Dostawa do salonów sprzedaży czy wysp handlowych to nie jedyna możliwość – równie dobrze zamówienia mogą być przekierowywane do automatów paczkowych lub pod dowolne lokalizacje, bezpośrednio do klientów. Zarówno sklep, jak i odbiorcy końcowi będą przy tym informowani o statusie przesyłek.
Choć więc pozornie handel stacjonarny od lat działa w taki sam sposób, to patrząc od strony zaplecza i organizacji dostaw, on również przechodzi w ostatnich latach ogromne przeobrażenia.
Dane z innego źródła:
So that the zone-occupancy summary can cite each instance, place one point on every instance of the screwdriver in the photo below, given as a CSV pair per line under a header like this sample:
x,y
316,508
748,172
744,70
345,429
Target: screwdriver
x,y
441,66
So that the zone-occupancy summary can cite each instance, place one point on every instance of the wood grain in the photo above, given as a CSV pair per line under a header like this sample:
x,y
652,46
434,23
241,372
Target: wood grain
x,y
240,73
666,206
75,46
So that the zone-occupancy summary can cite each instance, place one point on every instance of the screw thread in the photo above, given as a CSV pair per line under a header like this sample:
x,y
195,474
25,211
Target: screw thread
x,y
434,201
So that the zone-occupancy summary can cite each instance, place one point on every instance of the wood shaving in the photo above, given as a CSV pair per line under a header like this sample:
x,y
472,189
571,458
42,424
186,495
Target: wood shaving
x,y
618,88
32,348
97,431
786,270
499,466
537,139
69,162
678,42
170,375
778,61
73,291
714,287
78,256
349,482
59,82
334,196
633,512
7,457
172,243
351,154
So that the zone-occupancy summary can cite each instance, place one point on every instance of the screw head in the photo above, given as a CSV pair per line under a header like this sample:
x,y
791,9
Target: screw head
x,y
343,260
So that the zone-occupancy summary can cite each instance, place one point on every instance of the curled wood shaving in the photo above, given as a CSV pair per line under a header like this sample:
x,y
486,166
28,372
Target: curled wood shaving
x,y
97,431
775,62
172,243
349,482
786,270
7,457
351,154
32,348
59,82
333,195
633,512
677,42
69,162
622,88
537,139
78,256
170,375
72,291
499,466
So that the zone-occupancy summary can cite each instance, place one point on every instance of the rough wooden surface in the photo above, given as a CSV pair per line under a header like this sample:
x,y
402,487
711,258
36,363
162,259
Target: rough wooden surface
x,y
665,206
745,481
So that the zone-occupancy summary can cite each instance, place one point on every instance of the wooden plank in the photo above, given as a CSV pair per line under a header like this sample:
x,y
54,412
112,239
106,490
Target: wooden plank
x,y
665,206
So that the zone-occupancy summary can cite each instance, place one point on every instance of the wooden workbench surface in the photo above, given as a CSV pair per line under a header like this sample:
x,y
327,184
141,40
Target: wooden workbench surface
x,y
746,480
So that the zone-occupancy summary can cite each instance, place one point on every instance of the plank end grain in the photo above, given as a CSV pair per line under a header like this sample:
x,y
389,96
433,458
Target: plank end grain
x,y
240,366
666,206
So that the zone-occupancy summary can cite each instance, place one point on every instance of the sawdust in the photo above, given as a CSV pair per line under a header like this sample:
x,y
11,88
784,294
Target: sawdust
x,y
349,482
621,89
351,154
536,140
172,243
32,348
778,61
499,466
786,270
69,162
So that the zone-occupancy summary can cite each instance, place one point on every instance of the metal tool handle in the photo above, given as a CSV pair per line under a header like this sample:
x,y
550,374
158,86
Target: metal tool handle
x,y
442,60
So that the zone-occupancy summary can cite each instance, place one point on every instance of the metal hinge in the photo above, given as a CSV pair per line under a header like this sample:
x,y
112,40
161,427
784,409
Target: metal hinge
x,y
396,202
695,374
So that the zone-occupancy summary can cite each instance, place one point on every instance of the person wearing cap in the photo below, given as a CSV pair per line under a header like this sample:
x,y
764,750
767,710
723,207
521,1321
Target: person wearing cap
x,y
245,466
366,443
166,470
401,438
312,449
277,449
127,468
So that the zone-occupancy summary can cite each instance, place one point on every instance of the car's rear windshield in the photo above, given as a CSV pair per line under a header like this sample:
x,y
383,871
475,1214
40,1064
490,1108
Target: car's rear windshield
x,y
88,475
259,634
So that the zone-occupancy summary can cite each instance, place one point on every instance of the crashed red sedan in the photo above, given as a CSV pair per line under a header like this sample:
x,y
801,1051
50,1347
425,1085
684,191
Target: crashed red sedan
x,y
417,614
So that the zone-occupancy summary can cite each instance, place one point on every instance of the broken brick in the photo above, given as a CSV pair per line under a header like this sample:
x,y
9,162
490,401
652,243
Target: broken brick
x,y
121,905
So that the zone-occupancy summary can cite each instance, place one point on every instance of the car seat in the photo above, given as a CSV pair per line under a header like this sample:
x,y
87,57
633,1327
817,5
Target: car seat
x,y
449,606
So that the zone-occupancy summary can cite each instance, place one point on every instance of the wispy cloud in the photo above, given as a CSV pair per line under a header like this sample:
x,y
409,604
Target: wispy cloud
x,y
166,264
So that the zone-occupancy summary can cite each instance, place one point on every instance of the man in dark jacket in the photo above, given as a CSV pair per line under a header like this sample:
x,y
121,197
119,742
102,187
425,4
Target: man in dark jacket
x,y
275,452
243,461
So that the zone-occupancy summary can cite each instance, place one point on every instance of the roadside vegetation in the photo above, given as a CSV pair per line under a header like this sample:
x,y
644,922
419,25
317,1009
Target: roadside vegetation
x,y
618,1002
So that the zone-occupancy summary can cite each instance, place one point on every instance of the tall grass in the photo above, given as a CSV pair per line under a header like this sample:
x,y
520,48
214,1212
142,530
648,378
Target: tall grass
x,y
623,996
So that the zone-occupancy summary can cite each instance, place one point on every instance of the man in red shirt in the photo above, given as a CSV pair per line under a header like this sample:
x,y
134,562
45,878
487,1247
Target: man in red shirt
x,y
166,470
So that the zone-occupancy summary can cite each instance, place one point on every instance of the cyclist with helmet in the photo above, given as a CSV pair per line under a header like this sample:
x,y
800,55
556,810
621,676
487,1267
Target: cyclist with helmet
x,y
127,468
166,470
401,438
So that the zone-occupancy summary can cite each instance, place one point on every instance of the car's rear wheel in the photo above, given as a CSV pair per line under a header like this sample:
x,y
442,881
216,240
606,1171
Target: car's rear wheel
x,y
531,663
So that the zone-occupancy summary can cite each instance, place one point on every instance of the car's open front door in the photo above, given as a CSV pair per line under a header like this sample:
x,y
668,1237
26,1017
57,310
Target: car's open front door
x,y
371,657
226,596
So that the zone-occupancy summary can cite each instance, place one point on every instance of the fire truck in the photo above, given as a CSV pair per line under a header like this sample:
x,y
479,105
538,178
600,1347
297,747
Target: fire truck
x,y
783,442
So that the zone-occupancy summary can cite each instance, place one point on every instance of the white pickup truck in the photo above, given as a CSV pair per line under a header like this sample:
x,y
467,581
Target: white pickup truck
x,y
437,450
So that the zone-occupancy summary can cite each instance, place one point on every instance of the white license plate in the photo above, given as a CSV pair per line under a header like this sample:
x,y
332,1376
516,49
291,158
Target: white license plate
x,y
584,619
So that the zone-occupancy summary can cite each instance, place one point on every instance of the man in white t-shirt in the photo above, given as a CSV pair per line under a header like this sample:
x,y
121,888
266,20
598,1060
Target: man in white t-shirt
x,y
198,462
Tradycyjne sklepy z pewnością nie znikną z krajobrazów naszych miast, ale prawdopodobnie niewiele pozostanie po handlu zorganizowanym na XIX-wiecznych lub XX-wiecznych zasadach. Dziś nowe technologie wkradają się zarówno do dużych sieci handlowych, jak i do najmniejszych sklepików, prowadzonych przez pojedynczych właścicieli. Tego nie da się już uniknąć.